Avec ce moratoire, le gouvernement souhaite faire face à la file d’attente de projets qui se monte à plus de 4000 megawatts.
En effet, d’importants opérateurs du photovoltaïque ont déposé des projets courant 2010 et ne les réaliseront que plus tard, lorsque le prix du matériel aura baissé. Ils bénéficieront alors du prix d’achat de l’électricité fixé à un prix supérieur. C’est un moyen simple d’augmenter son rendement financier. Cette pratique a ainsi engendré une véritable bulle spéculative en faisant des centaines de demandes de raccordements pour des projets d’envergure qui auraient représenté un coût non négligeable pour les contribuables.
Le gouvernement entend donc se laisser 3 mois pour faire le tri dans cette file d’attente.
L’autre argument du gouvernement, lié au premier, accuse le photovoltaïque d’être responsable de l’augmentation de 4% de l’électricité réclamée par ERDF.
L’éclairage de l’ALE 08.
Le dépassement des objectifs du Grenelle…

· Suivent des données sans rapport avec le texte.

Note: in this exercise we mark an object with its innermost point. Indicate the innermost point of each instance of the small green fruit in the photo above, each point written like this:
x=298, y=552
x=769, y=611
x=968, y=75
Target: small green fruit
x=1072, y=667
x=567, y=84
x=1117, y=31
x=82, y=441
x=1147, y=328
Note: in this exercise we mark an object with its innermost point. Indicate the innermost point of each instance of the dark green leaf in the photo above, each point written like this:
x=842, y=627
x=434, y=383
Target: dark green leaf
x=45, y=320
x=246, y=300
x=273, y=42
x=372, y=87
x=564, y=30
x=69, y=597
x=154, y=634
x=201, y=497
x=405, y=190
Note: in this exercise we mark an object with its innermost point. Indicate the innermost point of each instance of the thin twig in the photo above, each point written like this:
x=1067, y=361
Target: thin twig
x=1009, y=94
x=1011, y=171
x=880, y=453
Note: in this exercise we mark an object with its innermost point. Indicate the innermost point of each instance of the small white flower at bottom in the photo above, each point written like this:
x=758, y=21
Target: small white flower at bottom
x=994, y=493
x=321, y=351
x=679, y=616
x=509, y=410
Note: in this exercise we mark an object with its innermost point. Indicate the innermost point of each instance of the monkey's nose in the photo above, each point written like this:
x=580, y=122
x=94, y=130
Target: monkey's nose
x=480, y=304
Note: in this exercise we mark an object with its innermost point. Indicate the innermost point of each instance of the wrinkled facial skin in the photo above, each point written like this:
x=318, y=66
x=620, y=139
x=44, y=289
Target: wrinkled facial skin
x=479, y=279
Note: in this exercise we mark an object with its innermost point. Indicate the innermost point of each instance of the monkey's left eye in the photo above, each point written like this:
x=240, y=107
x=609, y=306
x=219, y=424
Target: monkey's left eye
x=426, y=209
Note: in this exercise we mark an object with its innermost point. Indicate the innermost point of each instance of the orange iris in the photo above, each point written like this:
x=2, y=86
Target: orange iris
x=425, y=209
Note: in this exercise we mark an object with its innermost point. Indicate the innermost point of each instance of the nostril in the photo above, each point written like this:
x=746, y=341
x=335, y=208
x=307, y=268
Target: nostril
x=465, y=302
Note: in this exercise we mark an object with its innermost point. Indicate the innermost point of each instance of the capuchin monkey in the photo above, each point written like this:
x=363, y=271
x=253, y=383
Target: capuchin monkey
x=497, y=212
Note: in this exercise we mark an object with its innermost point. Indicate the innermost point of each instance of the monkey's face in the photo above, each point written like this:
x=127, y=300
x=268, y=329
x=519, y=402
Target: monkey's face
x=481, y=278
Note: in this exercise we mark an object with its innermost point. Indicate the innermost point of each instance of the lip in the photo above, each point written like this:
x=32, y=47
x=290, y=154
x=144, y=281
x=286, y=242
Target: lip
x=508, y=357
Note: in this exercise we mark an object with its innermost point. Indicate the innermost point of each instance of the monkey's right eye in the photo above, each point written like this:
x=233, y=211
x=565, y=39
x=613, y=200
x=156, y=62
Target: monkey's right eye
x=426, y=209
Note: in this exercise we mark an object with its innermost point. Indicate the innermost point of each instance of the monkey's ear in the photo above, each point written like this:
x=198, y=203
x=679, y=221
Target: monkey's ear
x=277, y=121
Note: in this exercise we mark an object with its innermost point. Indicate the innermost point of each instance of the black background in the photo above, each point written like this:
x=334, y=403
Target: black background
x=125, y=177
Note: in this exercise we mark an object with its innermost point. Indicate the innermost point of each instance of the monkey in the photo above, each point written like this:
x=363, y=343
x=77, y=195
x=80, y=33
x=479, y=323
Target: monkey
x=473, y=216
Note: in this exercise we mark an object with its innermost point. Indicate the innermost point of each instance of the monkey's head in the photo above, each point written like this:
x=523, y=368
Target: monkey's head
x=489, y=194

Le Grenelle avait fixé à échéance 2012 une puissance photovoltaïque raccordée d’AU MOINS 1100 MW … s’agirait-il d’en faire le moins possible en matière d’énergies renouvelables pour ne pas oser dépasser les objectifs fixés. Par ailleurs, à titre de comparaison, l’Allemagne avait déjà raccordé 5300 MW en 2009, l’Espagne 3400. Avec 5400 MW prévus en 2020 la France s’est elle réellement donné un objectif ambitieux ?
Fragiliser une filière en plein développement
Une des critiques qui peut être faite à ce moratoire, est qu’en mettant tous les projets dans le même sac, alors qu’ils sont loin d’être tous spéculatifs, le gouvernement prend le risque de mettre en difficulté l’activité économique de milliers d’entreprises locales (architectes, bureaux d’étude, PME…), fortement impliquées dans le photovoltaïque (voir communiqué de presse du CLER (Comité de Liaison des Energies Renouvelables)). Le gel du tarif d’achat pour une période de 3 mois crée donc une période d’instabilité et très peu de visibilité pour une filière qui a créé plus de 10000 emplois en 2010 et plus de 20000 en 3 ans (voir communiqué de presse Enerplan). Rappelons par ailleurs que ce moratoire a été décidé sans concertation avec les acteurs de la filière photovoltaïque.
Le photovoltaïque : responsable de l’augmentation du prix de l’électricité ?
Les médias se font de plus en plus l’écho d’une future augmentation du prix de l’électricité, due à l’augmentation de la CSPE (Contribution au Service Public de l’Electricité), elle-même (soi-disant) due à la multiplication du solaire photovoltaïque dans notre pays. Bien que la hausse de la CSPE soit plus que probable, il convient de remettre à sa juste place la part du photovoltaïque dans cette augmentation.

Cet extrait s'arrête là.